VtkAnim

From OpenFOAMWiki

Saving selected field variables in selected surfaces in your computational domain into time-directories is a functionality provided in the official release of OpenFOAM. This is a small contribution that will help you use that functionality to generate animations. By using the Python script below, the files in the saved time-directories will be copied and renamed in a fashion that will allow ParaView to interpret the save-outs as a time series.

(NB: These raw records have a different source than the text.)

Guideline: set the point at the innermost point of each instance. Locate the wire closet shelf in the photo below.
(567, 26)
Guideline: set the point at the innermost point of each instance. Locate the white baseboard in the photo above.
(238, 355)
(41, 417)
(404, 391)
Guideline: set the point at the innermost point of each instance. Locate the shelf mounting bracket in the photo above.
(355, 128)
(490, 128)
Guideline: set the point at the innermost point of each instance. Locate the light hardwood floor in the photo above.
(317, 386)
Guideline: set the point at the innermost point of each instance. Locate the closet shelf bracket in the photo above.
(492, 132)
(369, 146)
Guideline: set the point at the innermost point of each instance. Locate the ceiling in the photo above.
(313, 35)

This was tested to work in OF1.5, using ParaView 3.3 and Python 2.4.3 in a Linux environment.

Usage

1. Modify the following to suite your case and add to your $FOAM_CASE/system/controlDict-file:

 
functions
(
    planes
    {
        type surfaces;
        functionObjectLibs ("libsampling.so");
        interval 100;
        surfaceFormat vtk;
        fields
        (
            U
            p
        );
        surfaces
        (
            xz
            {
                type            plane;
                basePoint	(1e-5 1e-5 1e-5);
                normalVector	(0 1 0);
                triangulate     false;
            }
            yz
            {
                type            plane;
                basePoint	(1e-5 1e-5 1e-5);
                normalVector	(1 0 0);
                triangulate     false;
            }
        );
    }
);

Upon runtime, the selected surfaces with sampled field variables will be saved in time-directories in the directory $FOAM_CASE/planes/ in vtk format.

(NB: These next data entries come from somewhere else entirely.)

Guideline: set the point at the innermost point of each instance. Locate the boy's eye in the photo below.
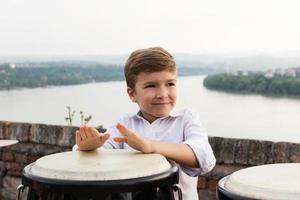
(171, 84)
(149, 86)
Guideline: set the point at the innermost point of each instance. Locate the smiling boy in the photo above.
(151, 78)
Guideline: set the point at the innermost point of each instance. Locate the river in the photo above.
(223, 114)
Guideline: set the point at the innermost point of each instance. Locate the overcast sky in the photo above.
(89, 27)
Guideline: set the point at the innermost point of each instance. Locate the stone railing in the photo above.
(37, 140)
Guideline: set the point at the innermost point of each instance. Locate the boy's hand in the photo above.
(134, 140)
(88, 138)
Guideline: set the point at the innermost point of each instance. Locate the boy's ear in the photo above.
(131, 94)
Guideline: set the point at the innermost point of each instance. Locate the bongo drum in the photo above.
(273, 181)
(100, 174)
(4, 143)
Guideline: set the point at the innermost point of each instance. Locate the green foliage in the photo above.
(70, 115)
(253, 83)
(56, 74)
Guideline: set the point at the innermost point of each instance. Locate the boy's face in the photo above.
(155, 93)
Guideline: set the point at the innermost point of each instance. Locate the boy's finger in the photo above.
(90, 132)
(82, 133)
(120, 139)
(77, 137)
(94, 132)
(123, 129)
(104, 137)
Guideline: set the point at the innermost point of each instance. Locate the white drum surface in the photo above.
(274, 181)
(101, 164)
(4, 143)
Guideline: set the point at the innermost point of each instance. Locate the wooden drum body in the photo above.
(272, 182)
(101, 174)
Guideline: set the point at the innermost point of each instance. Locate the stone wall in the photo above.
(37, 140)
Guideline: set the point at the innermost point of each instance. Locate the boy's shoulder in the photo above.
(186, 112)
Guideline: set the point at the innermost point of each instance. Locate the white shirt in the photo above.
(179, 127)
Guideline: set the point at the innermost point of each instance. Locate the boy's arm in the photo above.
(180, 153)
(88, 138)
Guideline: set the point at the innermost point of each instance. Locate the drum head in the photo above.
(274, 181)
(101, 164)
(101, 171)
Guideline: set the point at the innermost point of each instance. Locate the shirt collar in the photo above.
(173, 113)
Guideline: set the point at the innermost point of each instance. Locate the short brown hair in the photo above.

2. Download this tar file and unpack it to your $FOAM_USER_APPBIN directory. Executing 'vtkAnim.py' in the $FOAM_CASE/planes/ directory will then conveniently copy the vtk-files in the time-directories to the $FOAM_CASE/planes/ directory and add a count-number to each file.

3. Start ParaView and go to the $FOAM_CASE/planes/ directory. Now you can open each saved variable as a time series.

Hints: To save disk space and your precious time, you can change 'shutil.copy2' to 'os.rename' near the end of the script. Then, the vtk-files will be moved instead of copied. This would be particular useful if you download the time-directories from a cluster. But if you do this in your running simulation directory, you will have trouble to make longer animations at a later time.

ParaView will open the data as cell data. If you prefer point data, just apply the filter "Cell data to point data" provided in ParaView.